KINGSTON, R.I. -- October 21, 2003 -- The National Forensic Association, a national association of more than 500 intercollegiate debate and speech programs, has chosen the University of Rhode Island to host its 2004 speech and debate championship tournament. This marks the first time in the associations 33 -year history that the tournament has been held in the Northeast. The announcement comes at the same time the URI debate is celebrating its 110th year.
Anywhere between 3,000 to 5,000 competitors, coaches, and judges from nearly every state come to Providence to participate in the five-day event from April 15 though 19. The tournament is expected to bring more than $2-million to the capitol city.
College and university students will compete in public speaking, dramatic interpretation of literature, limited preparation speaking, and debate. Because of its size and need for separate rooms, the tournament will utilize space in numerous buildings around the metropolitan area. The main hub for the event, however, will be URIs Feinstein Providence Campus, located at 80 Washington St.
"Providence is proud to serve as the host city for this exciting event. Some of America's brightest young minds will be in Providence next year, to test their ideas and poise in this championship tournament," said Mayor David N. Cicilline. "Providence - and the Northeast - is internationally-renowned for its outstanding institutions of higher learning. Those who are traveling here for this event, will see first-hand how we earned this reputation of excellence."

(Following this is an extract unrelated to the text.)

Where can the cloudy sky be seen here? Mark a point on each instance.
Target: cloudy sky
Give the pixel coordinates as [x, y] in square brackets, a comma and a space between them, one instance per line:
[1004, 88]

"This is an ideal way to feature Rhode Island and Providence," agreed Neil Alpert, an award-winning debater who graduated from URI in 2000. Alpert, along with John Devine, URIs director of debate, led the effort to bring the tournament to the Ocean State. Alpert is now with Capitol City Advisors, a full service fundraising and event-planning firm based in Washington, D.C., which is organizing the event. Alpert said that the championships will bring more than earnest competition to Rhode Island, suggesting that plans are in the works to bring in some national newsmakers to the state.
"Neil has done, and is doing, a tremendous job. His dedication and professionalism are responsible for bringing the championships to Rhode Island," said Devine.
Debate, which is part of the URI College of Arts and Sciences Communication Studies Department, has been a tradition at URI since 1903 when the then Rhode Island State College, hosted debates on its quadrangle with other local colleges. Since then, the format in which the team competes has become much more structured, but the same spirit of proving a point continues.
Today the team is part of the National Forensics Association, which includes competitors from Boston University, Cornell, Northeastern, and Harvard.
URI has consistently qualified for the tournament. Last spring, two URI students, Stephen Osborn, a sophomore, and Kristen Maverick, a freshman, competed in the 2003 National Forensics Association Championships at Ball State University, Muncie, Ind., winning several preliminary rounds. Neither student had debated before coming to URI. Qualifying for nationals required them to make it to the elimination rounds during the regular season tournament.
"Im proud to be part of this tradition at URI," says Devine. "Its a privilege to work with these students who are as bright and capable and competitive as you will find. Debate is the essence of education. To do it, you learn the skills to take a set of facts and evaluate what they mean in a new context. Whether its a philosophy class or a science class, that is what education is about, not just learning ideas, but applying them to your life."